[Agda] Recursive types for free?

Thorsten Altenkirch txa at Cs.Nott.AC.UK
Mon May 30 14:40:16 CEST 2011


Thank you, Dan for summarizing the issues so well.

One additional remark on a foundational level that it is not clear wether it is a good idea to "explain" e.g. the natural numbers via higher order functions and impredicative quantification. 

Cheers,
Thorsten

On 29 May 2011, at 16:25, Dan Doel wrote:

> On Fri, May 27, 2011 at 5:49 PM, Anthony de Almeida Lopes
> <anthony.de.almeida.lopes at falsifiable.net> wrote:
>> Does anyone know why Wadler's "Recursive Types for Free" techniques are not
>> used more widely, for example in Agda? Is it because of the inefficiency of
>> execution?
> 
> There are additional issues.
> 
> First, the encoding requires impredicativity for it to be useful. If
> you don't have impredicativity, your datatypes end up being one level
> higher than they can eliminate over, so they can't eliminate over
> themselves.

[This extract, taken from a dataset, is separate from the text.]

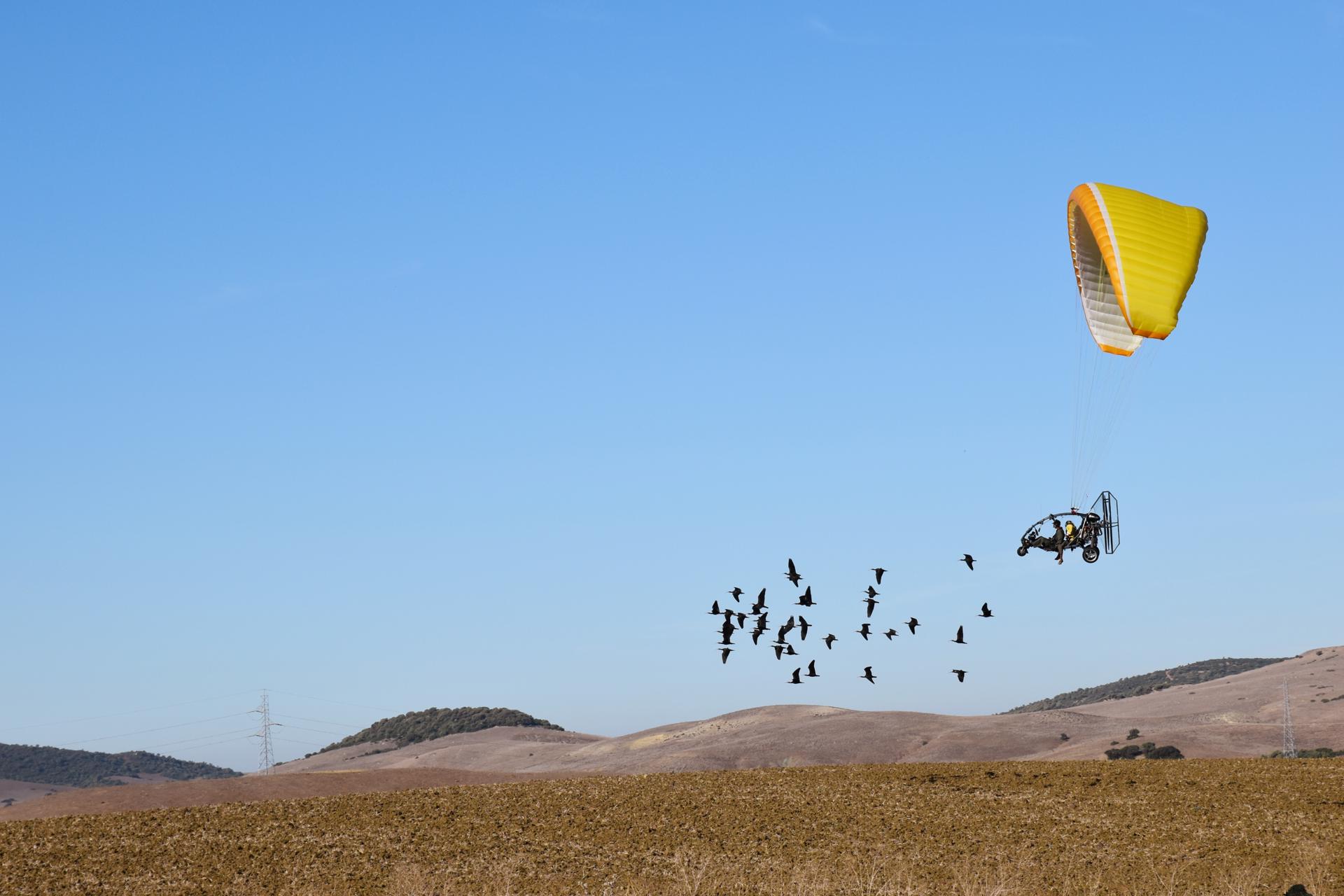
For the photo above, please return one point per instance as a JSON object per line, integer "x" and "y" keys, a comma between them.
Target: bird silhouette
{"x": 760, "y": 605}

This would mean, for instance, that you can't define
> multiplication of naturals by iterated addition, you have to instead
> work with the underlying representation.
> 
> Another problem with impredicativity is that it only the lowest level
> of a universe hierarchy may be impredicative without introducing
> inconsistency (at best). So, you cannot use this encoding for any data
> structures you want to use together with types and such, if you want
> them to be able to compute with themselves, as mentioned.
> 
> A second problem is that you need to internalize parametricity to get
> strong induction principles for these encoded datatypes. I think this
> corresponds to weakly initial algebras vs. initial algebras, which
> Wadler talks about. However, how to incorporate parametricity into a
> theory is still a research question, and the only person I know making
> headway on it is Jean-Philipe Bernardy (who hangs out here
> occasionally).
> 
> A third problem is that there's no obvious way to do large elimination
> for this encoding. If natural numbers are:
> 
>  (R : Set) -> R -> (R -> R) -> R
> 
> then you cannot eliminate into Set. If you choose:
> 
>  (R : Set1) -> R -> (R -> R) -> R
> 
> then you need to have cumulativity for normal functioning, and you
> can't eliminate into Set2. Etc. And if you try:
> 
>  (i : Level) -> (R : Set i) -> R -> (R -> R) -> R
> 
> well, no one knows if it's safe to stick that sort of thing into Set
> impredicatively.
> 
> And if you are trying to get large elimination, here's some food for
> thought: strong, impredicative sums are known to be inconsistent. You
> probably can't have all three of the above together without
> introducing partiality.
> 
> So, there are a lot of issues before you even get to the fact that
> these encodings are asymptotically slower for a lot of uses.